Future work aimed at determining any inherent bias within the hybrid creel estimator needs to be developed. Although in our cross validation we demonstrated that the estimates produced by the e-creel were statistically equivalent to the estimates generated from unbiased traditional creel methods, harvest itself was not censused and the true harvest is unknown, providing no empirical metric to assess the absolute accuracy of either estimate. Simulation work to test how the estimator reacts when each assumption is broken may be valuable for expanding this technique to other fisheries. Optional trip data that could be incorporated into the ELS might include the trip type, angler type, and fishing conditions, which would allow for poststratification and would present a clearer picture of the recreational fishery demographics.

The hybrid creel approach presented here has the potential to remove some of the financial limitations created by traditional creel surveys.
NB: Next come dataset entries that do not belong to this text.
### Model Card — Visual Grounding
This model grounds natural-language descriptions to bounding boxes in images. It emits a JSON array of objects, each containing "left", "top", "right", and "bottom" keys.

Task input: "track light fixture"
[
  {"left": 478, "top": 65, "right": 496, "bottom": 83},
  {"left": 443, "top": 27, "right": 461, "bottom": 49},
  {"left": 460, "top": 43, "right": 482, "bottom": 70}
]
In our case study, over $495,700 were awarded to ODFW in 2019 to conduct traditional creel surveys on four Chinook Salmon populations from coastal Oregon river basins that were either designated as ERISs or EISs for the purpose of PST Chinook Salmon management, with a projected total saving of $74,525 attained through transitioning from traditional creel methods to an e-creel design. Personnel and vehicle costs generally make up most of the savings reported here. However, even greater budget reductions are anticipated once additional administrative efficiencies are identified through time. Although cost may be reduced through the implementation of an e-creel, it will be necessary to maintain some supplemental interview protocols in order to appropriately apply a Petersen estimator and to assure that assumptions are not violated.

Collaborative planning and implementation of fishery sampling for coded wire tags are essential to identify cost-effective solutions to increase the precision of harvest management criteria. A coastwide framework for monitoring and estimating exploitation rates on natural-origin Chinook Salmon impacted by mark-selective fisheries is currently lacking. With mark-selective fishery regulations effective during the 2020 recreational fishery for Chinook Salmon in the Elk River, it is highly desirable to implement an e-creel design that will be efficient and more cost effective in meeting the obligations specified in PST Chapter 3. Introducing efficiencies into our current creel methodology could increase the recovery rate of coded wire tags from fish harvested in both the Elk and Salmon rivers while allowing for greater opportunity to gather appropriate information through the interview process necessary to assess the mark-selective fishery release rates of wild fish. Conventional creel surveys are costly, time consuming, and often limited in space and time. The ODFW's commitment to implement an ELS contributes to a more cost-effective license and harvest tag administration while enhancing regulatory enforcement.

The e-creel approach represents a paradigm shift in the way Chinook Salmon harvest can be monitored. As demonstrated in our case study using data associated with PST management, the e-creel method offers several practical applications and could aid in attaining more cost-effective, timely, and precise harvest estimates as well as generating nonbiased estimates of origin, sex, and age structure for Chinook Salmon at the population level.